Jemen Mehr als hundert Tote bei Kämpfen um Hudaida

Blutiges Wochenende im Jemen: Bei Gefechten zwischen der Huthi-Miliz und Truppen der saudi-arabischen Militärallianz um die strategisch wichtige Hafenstadt Hudaida starben in 24 Stunden fast 150 Menschen.
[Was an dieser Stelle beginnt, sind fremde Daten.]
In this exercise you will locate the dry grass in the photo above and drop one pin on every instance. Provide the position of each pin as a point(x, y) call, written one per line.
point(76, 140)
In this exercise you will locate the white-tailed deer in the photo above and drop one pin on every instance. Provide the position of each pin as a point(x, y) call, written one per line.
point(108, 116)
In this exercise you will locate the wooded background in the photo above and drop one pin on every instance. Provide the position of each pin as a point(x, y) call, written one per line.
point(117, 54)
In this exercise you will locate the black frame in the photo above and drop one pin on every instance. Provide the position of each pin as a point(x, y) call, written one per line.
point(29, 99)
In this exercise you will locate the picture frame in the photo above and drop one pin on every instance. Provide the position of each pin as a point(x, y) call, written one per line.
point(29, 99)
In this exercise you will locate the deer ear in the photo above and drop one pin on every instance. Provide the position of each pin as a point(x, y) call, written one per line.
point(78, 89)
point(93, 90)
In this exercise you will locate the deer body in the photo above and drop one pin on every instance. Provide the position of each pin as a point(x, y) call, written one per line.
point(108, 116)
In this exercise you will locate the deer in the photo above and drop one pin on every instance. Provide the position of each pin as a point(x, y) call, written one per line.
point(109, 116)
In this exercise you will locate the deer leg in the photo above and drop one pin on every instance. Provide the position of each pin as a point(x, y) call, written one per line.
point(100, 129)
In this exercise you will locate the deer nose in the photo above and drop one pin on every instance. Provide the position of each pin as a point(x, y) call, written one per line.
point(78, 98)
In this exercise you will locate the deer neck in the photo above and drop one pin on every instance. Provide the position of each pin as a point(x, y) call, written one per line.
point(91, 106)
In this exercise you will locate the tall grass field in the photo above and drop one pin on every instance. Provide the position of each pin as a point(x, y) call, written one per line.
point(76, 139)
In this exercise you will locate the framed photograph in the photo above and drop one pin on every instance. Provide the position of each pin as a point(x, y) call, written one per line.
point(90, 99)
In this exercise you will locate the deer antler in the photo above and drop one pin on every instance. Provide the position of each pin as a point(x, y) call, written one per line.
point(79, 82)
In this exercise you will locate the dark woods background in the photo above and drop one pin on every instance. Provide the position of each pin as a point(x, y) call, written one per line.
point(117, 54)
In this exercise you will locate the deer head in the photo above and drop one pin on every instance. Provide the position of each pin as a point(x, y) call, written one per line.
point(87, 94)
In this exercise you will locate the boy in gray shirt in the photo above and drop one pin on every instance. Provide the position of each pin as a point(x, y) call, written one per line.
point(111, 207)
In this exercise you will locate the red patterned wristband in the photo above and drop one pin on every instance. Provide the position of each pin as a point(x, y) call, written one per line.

Regierungstreue Truppen in Hudaida
AFP

Regierungstreue Truppen in Hudaida


Im Juni hat eine Militärallianz unter Führung von Saudi-Arabien und den Vereinigten Arabischen Emiraten (VAE) eine Offensive auf die Hafenstadt Hudaida im Jemen begonnen. Das Ziel: Die von Iran unterstützte Huthi-Miliz von dort vertreiben. Nun sind die Kämpfe wieder eskaliert.

Bei Gefechten sind seit Sonntag fast 150 Menschen getötet worden, darunter auch Zivilisten. Binnen 24 Stunden seien 110 Rebellen, 32 Kämpfer der Allianz und sieben Zivilisten getötet worden, teilten Krankenhaus- und Armeevertreter in der Stadt am Roten Meer mit.

Am Sonntag hatte sich die Militärallianz heftige Straßenkämpfe mit den Rebellen in einem Wohnviertel im Osten der strategisch wichtigen Stadt geliefert. Die von Saudi-Arabien angeführte Militärallianz, die die Regierungstruppen des vertriebenen Präsidenten Abd Rabbuh Mansur Hadi unterstützt, flog mehrere Luftangriffe gegen die Rebellen, wie Militärvertreter bestätigten.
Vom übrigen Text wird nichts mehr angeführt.